「この夫婦を通じてしか表現できなかったメッセージに乏しい」ユダヤ人を救った動物園 アントニーナが愛した命 天秤座ルネッサンスさんの映画レビュー(感想・評価)
この夫婦を通じてしか表現できなかったメッセージに乏しい
邦題では「ユダヤ人を救った動物園」だけど原題は「Zookeeper’s Wife(動物園飼育員の妻)」。邦題でも「アントニーナが愛した命」と妻の名前を冠した副題が続く。そこで思うのだけれど、果たしてこの映画”妻”にフィーチャーする意味があったか?と。
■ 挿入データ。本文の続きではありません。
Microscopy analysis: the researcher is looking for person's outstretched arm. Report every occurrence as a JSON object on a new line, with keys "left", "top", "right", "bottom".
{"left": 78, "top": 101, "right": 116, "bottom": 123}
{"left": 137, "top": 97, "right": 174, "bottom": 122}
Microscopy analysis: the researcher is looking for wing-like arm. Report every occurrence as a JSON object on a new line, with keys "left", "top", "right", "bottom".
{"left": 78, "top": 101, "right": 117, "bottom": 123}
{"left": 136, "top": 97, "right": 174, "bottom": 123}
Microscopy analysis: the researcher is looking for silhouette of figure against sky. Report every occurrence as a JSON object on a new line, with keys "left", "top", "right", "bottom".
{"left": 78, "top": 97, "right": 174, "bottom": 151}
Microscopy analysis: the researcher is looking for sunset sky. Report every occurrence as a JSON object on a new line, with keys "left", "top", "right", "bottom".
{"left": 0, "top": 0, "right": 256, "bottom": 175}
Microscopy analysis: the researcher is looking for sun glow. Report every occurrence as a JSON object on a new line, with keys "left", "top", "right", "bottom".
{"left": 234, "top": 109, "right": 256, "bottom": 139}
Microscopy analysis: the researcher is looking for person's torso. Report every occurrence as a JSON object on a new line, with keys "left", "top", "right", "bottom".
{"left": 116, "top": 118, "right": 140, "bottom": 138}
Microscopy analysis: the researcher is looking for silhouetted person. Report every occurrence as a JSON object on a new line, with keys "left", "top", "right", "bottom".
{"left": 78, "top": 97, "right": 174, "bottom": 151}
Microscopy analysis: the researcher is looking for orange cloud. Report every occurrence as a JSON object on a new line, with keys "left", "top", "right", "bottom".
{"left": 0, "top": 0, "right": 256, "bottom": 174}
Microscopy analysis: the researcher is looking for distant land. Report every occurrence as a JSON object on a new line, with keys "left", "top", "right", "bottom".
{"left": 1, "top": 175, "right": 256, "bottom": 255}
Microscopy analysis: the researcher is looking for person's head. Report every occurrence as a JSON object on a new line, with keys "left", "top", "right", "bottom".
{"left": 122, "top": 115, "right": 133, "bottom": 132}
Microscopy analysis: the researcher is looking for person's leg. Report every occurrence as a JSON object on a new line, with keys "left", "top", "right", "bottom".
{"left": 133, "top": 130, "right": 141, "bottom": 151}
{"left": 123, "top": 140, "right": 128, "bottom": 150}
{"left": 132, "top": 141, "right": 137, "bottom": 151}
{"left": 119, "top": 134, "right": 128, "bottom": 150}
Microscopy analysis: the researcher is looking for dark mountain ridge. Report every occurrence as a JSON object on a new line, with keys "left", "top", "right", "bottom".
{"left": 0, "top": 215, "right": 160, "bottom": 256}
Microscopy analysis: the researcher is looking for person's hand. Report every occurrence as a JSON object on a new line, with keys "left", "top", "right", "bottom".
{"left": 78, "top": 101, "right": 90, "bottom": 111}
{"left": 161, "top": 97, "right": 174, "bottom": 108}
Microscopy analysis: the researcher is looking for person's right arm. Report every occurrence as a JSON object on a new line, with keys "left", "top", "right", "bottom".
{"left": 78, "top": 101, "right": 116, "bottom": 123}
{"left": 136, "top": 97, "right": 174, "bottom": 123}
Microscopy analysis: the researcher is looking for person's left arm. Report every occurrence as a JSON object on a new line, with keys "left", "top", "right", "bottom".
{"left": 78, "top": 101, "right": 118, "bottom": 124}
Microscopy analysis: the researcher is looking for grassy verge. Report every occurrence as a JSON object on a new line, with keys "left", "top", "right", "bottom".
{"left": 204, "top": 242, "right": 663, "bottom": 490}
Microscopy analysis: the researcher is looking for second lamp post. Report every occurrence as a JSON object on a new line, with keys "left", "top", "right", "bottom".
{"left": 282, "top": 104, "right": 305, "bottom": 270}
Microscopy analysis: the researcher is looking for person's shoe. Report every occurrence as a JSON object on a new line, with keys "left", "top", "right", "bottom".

何せ物語を見れば見るほど、行動を起こして活躍したのは夫ヤンなのでは?と思えてくる。それはジェシカ・チャステインの演技力をもってしてもだ。さすがにヤンが嫉妬に駆られて口にしたように「安全な場所で男と戯れていた」とまでは思わないにしろ、アントニーナが寮母さんの役割を優雅に演じている間に身を危険にさらして一番行動していたのはヤンだったのは明らか。むしろ、この映画で主役となるべき人物はヤンであり、この映画が描き飛ばした彼の空白の時間(彼が死亡したと思われた1年間含め)こそが本来のドラマなのではないのか?という思いが浮かんできた。いや恐らく、実際のヤンとアントニーナは二人で力を合わせてナチスの監視下で恐怖と危険と隣り合わせで活躍した夫婦だったはずだ。しかしこの映画はアントニーナを贔屓目に見て事実を切り取っている感が否めない。女性監督・女性脚本家・原作も女流作家・主演女優(チャステインは製作総指揮も兼任している)・・・みたいに女性が力を合わせて!的な作品って時々こういう違和感があるから気を付けたい。これでは今まで男がやって来たことの二の舞じゃないのか?と私なんかは思ってしまうのだけれど?
物語としては、ナチスが猛威を振るっていた時代の恐ろしさやおぞましさがしっかりと描かれていて、また民間人から歴史を切り取った物語としても十分に満足できる仕上がりではあった。とは言えその一方で、この二人の夫婦を通じてでしか描けなかったものや、この映画でしか表現できなかったメッセージといったものは特に見当たらず、テーマを同じくした過去の作品が多数ある中で、更に一歩踏み込んだものがなかったのは大いに残念。ナチスを描く上で見覚えのある光景から抜け出すものはあまり感じられず、パワフルな史実をありふれた英雄談に留めてしまったのは惜しかった。